Este es uno de los frutos extraordinarios de la salvación que Jesús va a instaurar: el Espíritu Santo empieza a actuar en las personas ejecutoras del plan de Dios. El mismo Espíritu Santo que bajará sobre el Mesías en su bautismo, es el que santifica en esta escena a Juan el Bautista. Y que después se seguirá derramando en abundancia.

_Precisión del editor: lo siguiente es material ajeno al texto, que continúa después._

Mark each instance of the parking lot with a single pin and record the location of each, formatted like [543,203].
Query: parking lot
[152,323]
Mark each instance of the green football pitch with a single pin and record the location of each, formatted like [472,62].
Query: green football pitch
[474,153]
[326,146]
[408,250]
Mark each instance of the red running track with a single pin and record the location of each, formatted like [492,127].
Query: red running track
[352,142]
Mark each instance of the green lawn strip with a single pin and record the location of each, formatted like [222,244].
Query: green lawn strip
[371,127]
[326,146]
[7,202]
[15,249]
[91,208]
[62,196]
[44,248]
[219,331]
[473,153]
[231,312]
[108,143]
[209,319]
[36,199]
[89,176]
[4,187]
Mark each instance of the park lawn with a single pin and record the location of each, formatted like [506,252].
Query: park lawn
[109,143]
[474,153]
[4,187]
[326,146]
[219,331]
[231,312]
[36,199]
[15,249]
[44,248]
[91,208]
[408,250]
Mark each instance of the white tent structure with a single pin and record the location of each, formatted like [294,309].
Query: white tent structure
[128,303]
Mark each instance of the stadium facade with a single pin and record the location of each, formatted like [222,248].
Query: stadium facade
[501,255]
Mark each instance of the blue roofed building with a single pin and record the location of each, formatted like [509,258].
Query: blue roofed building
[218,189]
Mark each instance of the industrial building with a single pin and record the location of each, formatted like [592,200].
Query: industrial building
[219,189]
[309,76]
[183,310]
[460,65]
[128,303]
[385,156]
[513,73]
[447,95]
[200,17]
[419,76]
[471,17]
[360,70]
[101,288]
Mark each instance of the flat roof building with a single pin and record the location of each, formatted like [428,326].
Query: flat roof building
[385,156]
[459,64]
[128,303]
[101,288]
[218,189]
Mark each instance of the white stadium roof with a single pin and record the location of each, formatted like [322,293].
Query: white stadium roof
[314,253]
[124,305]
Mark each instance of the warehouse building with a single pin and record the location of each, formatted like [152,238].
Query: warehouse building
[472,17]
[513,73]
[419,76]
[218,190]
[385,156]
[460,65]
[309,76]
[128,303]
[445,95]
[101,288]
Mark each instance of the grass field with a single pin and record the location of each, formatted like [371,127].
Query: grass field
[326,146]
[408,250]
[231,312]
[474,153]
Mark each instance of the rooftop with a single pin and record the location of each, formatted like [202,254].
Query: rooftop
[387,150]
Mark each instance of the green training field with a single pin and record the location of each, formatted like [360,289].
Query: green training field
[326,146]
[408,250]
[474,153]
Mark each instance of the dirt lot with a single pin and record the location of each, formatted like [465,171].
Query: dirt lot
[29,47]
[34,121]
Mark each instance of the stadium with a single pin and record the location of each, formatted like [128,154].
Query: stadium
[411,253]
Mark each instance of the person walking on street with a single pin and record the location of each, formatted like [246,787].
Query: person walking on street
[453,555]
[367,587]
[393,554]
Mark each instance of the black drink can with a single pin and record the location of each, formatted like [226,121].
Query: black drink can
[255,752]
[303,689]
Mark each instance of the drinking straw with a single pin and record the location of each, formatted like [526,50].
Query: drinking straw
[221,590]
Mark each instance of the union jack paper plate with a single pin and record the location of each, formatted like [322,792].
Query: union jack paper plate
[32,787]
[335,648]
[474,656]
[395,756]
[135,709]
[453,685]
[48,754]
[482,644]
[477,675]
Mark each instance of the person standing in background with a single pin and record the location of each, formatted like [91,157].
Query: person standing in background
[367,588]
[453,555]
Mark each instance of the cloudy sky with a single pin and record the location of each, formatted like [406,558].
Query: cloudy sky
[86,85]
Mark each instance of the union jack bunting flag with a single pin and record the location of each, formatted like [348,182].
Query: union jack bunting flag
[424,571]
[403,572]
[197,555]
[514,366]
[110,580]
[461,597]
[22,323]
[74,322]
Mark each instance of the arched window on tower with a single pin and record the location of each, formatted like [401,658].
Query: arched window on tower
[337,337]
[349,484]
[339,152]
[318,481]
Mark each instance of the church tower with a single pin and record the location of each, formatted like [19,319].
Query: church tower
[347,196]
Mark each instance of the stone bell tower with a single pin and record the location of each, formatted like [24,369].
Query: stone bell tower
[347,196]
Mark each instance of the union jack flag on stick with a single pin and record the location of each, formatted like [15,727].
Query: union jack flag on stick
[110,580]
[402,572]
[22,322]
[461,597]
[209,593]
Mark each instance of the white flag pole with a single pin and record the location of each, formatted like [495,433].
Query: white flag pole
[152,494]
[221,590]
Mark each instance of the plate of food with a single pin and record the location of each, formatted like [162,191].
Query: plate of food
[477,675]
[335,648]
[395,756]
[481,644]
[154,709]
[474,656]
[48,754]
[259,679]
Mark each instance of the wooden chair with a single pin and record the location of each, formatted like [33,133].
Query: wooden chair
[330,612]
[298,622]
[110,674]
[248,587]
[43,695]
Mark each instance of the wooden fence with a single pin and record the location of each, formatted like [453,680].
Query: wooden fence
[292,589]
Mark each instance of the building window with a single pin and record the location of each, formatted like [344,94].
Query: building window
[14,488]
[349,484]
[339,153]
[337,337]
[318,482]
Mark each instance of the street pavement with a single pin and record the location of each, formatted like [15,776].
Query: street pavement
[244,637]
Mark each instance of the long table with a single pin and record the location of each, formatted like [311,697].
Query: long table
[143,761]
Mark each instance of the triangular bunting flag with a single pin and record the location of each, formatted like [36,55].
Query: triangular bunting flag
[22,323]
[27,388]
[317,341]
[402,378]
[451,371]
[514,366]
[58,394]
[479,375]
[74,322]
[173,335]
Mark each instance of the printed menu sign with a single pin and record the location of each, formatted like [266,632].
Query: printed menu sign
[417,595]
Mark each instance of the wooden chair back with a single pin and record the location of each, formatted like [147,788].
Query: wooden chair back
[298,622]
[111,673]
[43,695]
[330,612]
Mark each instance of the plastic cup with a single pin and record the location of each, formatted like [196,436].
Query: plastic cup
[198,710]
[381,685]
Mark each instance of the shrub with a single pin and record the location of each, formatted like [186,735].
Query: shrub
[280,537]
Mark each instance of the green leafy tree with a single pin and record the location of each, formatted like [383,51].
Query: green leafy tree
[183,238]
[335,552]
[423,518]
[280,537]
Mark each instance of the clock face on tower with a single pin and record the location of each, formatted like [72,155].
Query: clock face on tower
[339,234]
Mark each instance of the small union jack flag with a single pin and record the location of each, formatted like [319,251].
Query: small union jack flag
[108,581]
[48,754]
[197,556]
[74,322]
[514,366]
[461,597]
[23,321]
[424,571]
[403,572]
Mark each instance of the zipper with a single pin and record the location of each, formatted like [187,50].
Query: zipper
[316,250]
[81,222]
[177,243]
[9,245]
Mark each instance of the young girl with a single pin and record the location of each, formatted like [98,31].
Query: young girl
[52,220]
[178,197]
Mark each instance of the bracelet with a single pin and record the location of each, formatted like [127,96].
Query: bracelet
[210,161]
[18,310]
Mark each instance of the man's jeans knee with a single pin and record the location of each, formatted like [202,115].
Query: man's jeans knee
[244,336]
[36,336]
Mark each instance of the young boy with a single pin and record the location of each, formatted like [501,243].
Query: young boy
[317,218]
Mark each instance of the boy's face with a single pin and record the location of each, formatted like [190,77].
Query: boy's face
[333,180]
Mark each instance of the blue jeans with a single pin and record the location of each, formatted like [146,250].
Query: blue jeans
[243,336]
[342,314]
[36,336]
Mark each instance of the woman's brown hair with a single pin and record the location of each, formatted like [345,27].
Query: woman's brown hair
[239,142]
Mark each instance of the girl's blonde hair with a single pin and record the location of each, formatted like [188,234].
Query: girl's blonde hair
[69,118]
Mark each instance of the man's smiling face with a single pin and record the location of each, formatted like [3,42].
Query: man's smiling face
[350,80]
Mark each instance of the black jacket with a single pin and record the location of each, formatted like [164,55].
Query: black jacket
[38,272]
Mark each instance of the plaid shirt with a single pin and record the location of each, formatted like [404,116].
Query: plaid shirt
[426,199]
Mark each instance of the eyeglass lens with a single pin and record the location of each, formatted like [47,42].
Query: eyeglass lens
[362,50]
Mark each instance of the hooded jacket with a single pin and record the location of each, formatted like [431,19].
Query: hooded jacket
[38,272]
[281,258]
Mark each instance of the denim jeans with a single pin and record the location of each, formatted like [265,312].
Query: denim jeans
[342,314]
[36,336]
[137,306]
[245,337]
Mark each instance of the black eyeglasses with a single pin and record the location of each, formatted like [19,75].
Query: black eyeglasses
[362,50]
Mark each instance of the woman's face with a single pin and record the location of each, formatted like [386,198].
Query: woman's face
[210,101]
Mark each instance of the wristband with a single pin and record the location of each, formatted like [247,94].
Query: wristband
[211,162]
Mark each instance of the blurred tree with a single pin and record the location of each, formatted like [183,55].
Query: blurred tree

Pero además de todo esto, que es lo central de esta visita de María a su prima Isabel, hay que notar lo que ésta le dice a María: “Bienaventurada tú, la que has creído”. Es la primera que forma ese grupo privilegiado de los que Jesús llamará “los bienaventurados”, que son los portadores de salvación para el mundo. María, además de ser “la llena de gracia”, como le dice el ángel, es “La que ha creído”, como le dice ahora Isabel. Solamente una persona llena de gracia y de fe, podría estar asociada de la manera que lo estuvo María a la obra de la Salvación.
¿Y cómo es la fe de María? A veces se entiende la fe de forma un tanto restringida, como la respuesta de nuestra mente a la enseñanza del Señor; pero la fe cristiana va más allá. María es “la que ha creído” porque ha dejado que Dios entre en su vida y la tome totalmente a su servicio. La fe es la entrega de una persona que le da a Dios todo lo que él es, para que el Señor disponga a su manera. María le da enteramente su vida a Dios, por eso es “la que ha creído” y le da su vida sin condiciones: aquí está la esclava del Señor, hágase en mí según tu palabra”. En eso consiste la fe de María, en la entrega total de su existencia a Dios, para que El la utilice en la realización de sus planes. Y para eso ha tenido que renunciar a sus proyectos personales, cuando dice “¿cómo será esto pues no conozco varón?’” María tenía sus propios planes; y ahora todo lo pone en manos de Dios, para que El haga y deshaga. Es la aceptación de que Dios tome su vida entera y se apodere de ella. Esa es la fe de María, la de quien le permite a Dios la invasión total, sin límites y sin condiciones; es lo que Ella expresa cuando dice: “aquí está la esclava del Señor”. Por eso es la “BIENAVENTURADA” porque ha creído.